Lessons in cooperative thinking with Raiffeisen’s Theresia Theurl

Basically there are two ways to get societies out of poverty, both rooted in 19th century Germany. One goes back to Karl Marx, urging proletarians to conquer the state to strengthen their economic position. The other goes back to Friedrich Raiffeisen (1818-1888), the Mayor of a village near Cologne. On the basis of his Christian beliefs he taught poor people to help themselves by cooperating. Raiffeisen’s ideas strongly influenced agricultural and horticultural industries.

Professor Theresia Theurl, Head of the Department for Co-operatives at Münster University (Germany) tells us how Raiffeisen’s ideology has influenced co-operatives both then and now.

“Raiffeisen lived in the mid-19th Century when many Europeans were poverty-stricken. He cared about their problems, but unlike Marx he didn’t believe the state should improve their fate, rather, people should find their own solutions. He never stopped explaining his ideas and succeeded in innovating society. He was convinced that you can achieve together what you cannot on your own. All those small German farmers were weak on their own, but strong together. When there was a famine, Raiffeisen wouldn’t buy bread for the poor. Instead he founded a co-operative so they could buy flour and bake their own bread. He also used the co-operative model to establish banks thus giving poor farmers access to credit with which to invest.

“Co-operatives go back to medieval times (Hanze cities, guilds). But Raiffeisen was the right man at the right time, because he understood their potential. He said, ‘I can only help people if they learn to solve their problems themselves.’ Co-operatives are not a form of altruism but rather ‘well-defined self-interest’ as people would say in those days.

By constantly writing and speaking about his ideas and founding co-operatives whenever and wherever he could, he became the founding father of co-operatives in Germany and worldwide. Nowadays there are co-operatives (agricultural and others) in more than one hundred countries.

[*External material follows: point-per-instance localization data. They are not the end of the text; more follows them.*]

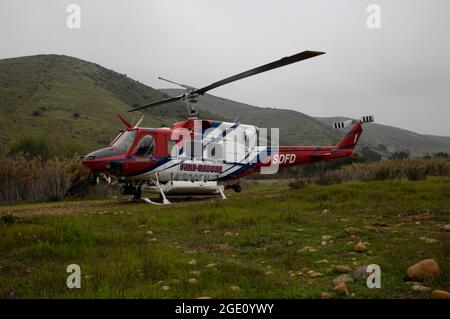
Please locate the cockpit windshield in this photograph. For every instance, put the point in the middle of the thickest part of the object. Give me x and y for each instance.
(125, 141)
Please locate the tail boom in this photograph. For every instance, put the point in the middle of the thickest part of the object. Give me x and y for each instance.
(288, 156)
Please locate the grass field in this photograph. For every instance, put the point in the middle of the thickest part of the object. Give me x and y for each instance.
(255, 240)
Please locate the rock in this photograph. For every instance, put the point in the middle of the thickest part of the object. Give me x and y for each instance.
(341, 289)
(345, 278)
(360, 247)
(176, 281)
(361, 272)
(192, 262)
(192, 281)
(342, 269)
(424, 269)
(325, 295)
(440, 294)
(420, 288)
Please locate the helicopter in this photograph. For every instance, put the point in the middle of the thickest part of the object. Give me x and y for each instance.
(199, 157)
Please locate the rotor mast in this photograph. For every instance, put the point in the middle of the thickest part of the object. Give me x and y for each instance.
(190, 99)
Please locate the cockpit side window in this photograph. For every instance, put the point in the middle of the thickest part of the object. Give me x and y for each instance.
(145, 146)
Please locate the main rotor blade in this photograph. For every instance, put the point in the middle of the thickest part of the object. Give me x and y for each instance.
(172, 99)
(266, 67)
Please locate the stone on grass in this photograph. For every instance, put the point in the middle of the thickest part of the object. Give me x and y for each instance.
(360, 247)
(361, 272)
(192, 262)
(423, 270)
(351, 230)
(176, 281)
(314, 274)
(342, 269)
(325, 295)
(420, 288)
(341, 289)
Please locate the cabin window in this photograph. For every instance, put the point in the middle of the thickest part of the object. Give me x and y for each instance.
(124, 141)
(145, 146)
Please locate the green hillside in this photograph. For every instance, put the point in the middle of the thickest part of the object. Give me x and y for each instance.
(298, 128)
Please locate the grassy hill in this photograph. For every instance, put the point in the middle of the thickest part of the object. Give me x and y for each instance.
(396, 139)
(72, 104)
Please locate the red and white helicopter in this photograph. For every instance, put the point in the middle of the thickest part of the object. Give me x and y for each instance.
(203, 157)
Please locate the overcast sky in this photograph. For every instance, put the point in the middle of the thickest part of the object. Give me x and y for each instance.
(400, 73)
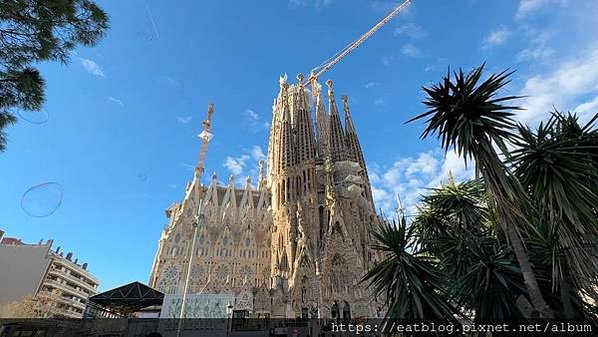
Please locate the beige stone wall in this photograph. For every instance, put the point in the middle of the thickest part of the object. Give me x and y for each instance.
(301, 241)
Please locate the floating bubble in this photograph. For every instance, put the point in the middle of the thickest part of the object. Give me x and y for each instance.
(42, 200)
(147, 36)
(34, 117)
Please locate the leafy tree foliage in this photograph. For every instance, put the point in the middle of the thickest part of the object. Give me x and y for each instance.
(39, 30)
(521, 241)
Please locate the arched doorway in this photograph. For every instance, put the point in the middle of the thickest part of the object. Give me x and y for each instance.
(334, 311)
(346, 311)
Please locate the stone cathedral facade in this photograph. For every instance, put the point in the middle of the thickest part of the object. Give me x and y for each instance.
(298, 244)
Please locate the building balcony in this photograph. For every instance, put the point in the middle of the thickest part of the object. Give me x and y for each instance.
(67, 288)
(62, 274)
(76, 268)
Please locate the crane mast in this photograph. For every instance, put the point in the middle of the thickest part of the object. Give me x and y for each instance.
(331, 62)
(205, 136)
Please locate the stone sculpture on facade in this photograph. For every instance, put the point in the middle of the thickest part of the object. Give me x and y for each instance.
(299, 242)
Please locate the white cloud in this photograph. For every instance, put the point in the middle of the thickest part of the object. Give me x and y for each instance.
(387, 60)
(563, 88)
(496, 38)
(588, 108)
(115, 100)
(184, 119)
(252, 114)
(92, 67)
(411, 29)
(412, 177)
(236, 164)
(538, 49)
(410, 50)
(310, 3)
(371, 84)
(255, 121)
(188, 166)
(429, 67)
(257, 153)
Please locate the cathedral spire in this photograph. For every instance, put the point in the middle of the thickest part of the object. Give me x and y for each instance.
(322, 123)
(354, 147)
(305, 142)
(337, 137)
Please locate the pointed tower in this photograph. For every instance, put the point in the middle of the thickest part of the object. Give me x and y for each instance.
(322, 124)
(305, 143)
(338, 148)
(354, 148)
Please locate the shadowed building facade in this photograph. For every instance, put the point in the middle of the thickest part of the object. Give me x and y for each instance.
(298, 244)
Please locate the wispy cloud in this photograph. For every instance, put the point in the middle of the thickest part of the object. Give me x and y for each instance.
(496, 38)
(371, 84)
(92, 67)
(527, 7)
(387, 60)
(184, 119)
(310, 3)
(257, 153)
(255, 121)
(236, 165)
(410, 50)
(429, 67)
(567, 85)
(188, 166)
(411, 30)
(413, 176)
(115, 100)
(538, 49)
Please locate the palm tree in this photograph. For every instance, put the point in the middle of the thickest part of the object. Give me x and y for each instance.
(467, 116)
(481, 273)
(6, 119)
(408, 277)
(558, 165)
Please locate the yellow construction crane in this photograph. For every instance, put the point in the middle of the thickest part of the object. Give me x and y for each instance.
(205, 136)
(316, 72)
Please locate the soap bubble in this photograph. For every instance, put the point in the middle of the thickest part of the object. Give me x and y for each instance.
(33, 116)
(146, 36)
(42, 200)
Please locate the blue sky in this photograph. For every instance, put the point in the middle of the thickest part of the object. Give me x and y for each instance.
(123, 116)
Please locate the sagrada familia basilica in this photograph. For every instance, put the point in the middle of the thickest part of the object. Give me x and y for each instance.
(298, 244)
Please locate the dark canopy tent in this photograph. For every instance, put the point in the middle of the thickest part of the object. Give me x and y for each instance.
(123, 301)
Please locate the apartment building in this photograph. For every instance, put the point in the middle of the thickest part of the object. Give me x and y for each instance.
(57, 281)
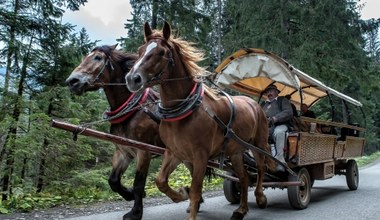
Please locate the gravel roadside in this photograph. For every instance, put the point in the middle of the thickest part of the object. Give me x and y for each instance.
(63, 212)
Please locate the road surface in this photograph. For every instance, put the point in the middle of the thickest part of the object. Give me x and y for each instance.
(330, 199)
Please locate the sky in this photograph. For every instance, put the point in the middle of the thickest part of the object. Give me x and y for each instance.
(104, 19)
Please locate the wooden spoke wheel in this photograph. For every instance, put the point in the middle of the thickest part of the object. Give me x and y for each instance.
(352, 175)
(299, 196)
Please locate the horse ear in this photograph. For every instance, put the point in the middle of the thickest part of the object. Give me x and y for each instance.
(147, 30)
(166, 30)
(113, 47)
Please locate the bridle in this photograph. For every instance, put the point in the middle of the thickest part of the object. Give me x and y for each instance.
(158, 79)
(101, 72)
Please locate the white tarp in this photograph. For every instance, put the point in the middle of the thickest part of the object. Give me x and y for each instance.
(251, 71)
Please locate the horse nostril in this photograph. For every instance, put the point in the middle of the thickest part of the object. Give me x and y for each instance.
(137, 79)
(72, 81)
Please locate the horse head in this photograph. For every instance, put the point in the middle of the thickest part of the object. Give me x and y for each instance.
(93, 72)
(155, 56)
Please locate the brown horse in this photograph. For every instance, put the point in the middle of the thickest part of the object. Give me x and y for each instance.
(187, 129)
(105, 67)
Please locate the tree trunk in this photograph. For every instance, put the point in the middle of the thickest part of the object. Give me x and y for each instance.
(10, 142)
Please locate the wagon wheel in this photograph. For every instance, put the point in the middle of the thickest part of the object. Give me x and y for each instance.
(299, 196)
(352, 175)
(231, 190)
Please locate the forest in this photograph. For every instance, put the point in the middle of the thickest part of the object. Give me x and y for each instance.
(326, 39)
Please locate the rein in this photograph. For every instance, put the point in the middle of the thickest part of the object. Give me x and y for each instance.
(183, 109)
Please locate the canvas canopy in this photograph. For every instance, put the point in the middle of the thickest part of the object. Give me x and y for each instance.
(251, 70)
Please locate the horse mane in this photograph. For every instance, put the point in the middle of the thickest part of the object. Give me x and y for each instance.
(189, 54)
(123, 59)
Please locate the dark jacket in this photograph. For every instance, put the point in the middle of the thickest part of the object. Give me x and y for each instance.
(279, 108)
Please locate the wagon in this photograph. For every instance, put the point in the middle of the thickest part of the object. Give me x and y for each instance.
(317, 149)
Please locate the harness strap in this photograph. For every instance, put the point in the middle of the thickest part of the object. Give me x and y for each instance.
(185, 108)
(127, 109)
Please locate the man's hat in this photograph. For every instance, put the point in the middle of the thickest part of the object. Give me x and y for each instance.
(271, 86)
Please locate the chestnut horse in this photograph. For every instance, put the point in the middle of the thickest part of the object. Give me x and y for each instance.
(187, 129)
(105, 67)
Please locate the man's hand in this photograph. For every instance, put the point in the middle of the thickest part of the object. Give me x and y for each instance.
(270, 122)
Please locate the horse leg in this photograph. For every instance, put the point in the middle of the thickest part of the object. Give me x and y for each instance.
(142, 168)
(238, 166)
(190, 168)
(195, 193)
(261, 162)
(169, 163)
(261, 199)
(120, 163)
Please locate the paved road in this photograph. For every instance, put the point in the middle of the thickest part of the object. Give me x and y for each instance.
(330, 199)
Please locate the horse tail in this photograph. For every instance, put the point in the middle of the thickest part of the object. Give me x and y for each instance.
(210, 173)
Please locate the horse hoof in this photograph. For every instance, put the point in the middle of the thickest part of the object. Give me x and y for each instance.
(133, 215)
(199, 206)
(262, 203)
(237, 216)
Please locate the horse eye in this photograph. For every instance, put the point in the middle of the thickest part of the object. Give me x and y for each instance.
(98, 58)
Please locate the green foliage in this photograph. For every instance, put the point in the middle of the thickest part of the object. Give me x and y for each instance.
(365, 160)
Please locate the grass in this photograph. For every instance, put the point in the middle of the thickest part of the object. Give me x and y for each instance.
(90, 192)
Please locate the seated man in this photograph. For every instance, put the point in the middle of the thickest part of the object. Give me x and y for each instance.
(279, 113)
(306, 112)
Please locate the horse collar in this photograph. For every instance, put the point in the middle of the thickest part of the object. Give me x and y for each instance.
(127, 109)
(185, 108)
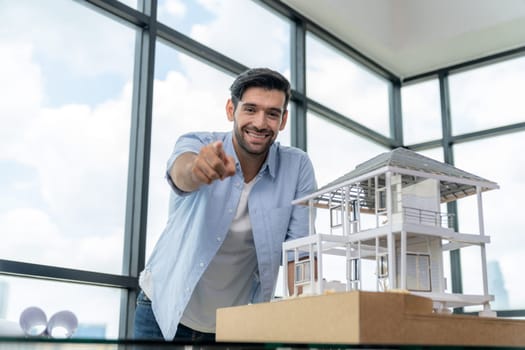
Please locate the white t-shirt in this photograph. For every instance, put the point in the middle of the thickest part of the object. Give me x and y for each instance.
(228, 279)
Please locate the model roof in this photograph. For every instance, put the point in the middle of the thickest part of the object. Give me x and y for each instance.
(454, 183)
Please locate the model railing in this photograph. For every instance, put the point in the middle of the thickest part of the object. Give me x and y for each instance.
(428, 217)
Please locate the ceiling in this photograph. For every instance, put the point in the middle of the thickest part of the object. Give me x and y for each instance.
(411, 37)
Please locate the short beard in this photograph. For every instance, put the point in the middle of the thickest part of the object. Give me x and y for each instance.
(239, 135)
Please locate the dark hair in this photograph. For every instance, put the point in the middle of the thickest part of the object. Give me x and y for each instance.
(259, 77)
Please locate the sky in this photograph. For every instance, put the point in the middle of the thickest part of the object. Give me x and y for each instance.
(65, 114)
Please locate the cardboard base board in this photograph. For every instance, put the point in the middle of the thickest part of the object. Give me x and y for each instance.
(366, 318)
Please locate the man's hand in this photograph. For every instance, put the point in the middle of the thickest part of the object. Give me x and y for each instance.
(190, 170)
(212, 163)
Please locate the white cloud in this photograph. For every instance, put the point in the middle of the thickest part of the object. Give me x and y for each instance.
(175, 8)
(242, 30)
(59, 34)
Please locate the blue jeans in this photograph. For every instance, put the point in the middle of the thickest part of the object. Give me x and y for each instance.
(146, 327)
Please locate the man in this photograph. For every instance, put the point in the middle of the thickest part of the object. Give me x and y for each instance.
(229, 214)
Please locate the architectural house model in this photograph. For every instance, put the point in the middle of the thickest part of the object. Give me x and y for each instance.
(387, 212)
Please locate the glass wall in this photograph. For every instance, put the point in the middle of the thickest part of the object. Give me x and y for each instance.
(421, 112)
(335, 80)
(64, 140)
(488, 97)
(74, 87)
(501, 163)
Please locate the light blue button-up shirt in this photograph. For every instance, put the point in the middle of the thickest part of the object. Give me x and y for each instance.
(199, 221)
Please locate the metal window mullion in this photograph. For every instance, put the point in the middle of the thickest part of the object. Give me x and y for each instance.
(298, 78)
(138, 173)
(446, 125)
(396, 118)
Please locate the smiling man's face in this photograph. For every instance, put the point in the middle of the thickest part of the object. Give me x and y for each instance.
(258, 118)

“In Raiffeisen’s co-operative model, many small owners have a vote. Co-operatives are successful if they are not too large and members agree on key issues. But I also know examples of extremely well-functioning co-operatives with over 40,000 members. Still, a good co-operative needs good organization. And of course it has to be profitable. To be successful it should have existing assets.

If the members of a co-operative think the co-operative has outlived its initial goals, they should ask if it is still relevant and what alternatives exist. It often appears that the alternatives are less attractive than the co-operative itself. Then people are back on track of talking again which is vital for any co-operative. In order to be economically successful you have to solve your group problems together.

“One shouldn’t establish a co-operative if the only goal is a high yield. The achievements of a co-operative and the relations with its members are vital for any co-operative. A co-operative is not about tomorrow’s yield; it is about long-term achievements for its members.

“Since Raiffeisen’s day his ideas have spread worldwide. You also find co-operatives in Latin America and Africa, established to strengthen people’s stake in their vocation. People  have  realized that you may move fast on your own, but you need to cooperate to reach the finish line. I think that is the foremost idea Friedrich Wilhelm Raiffeisen taught us.”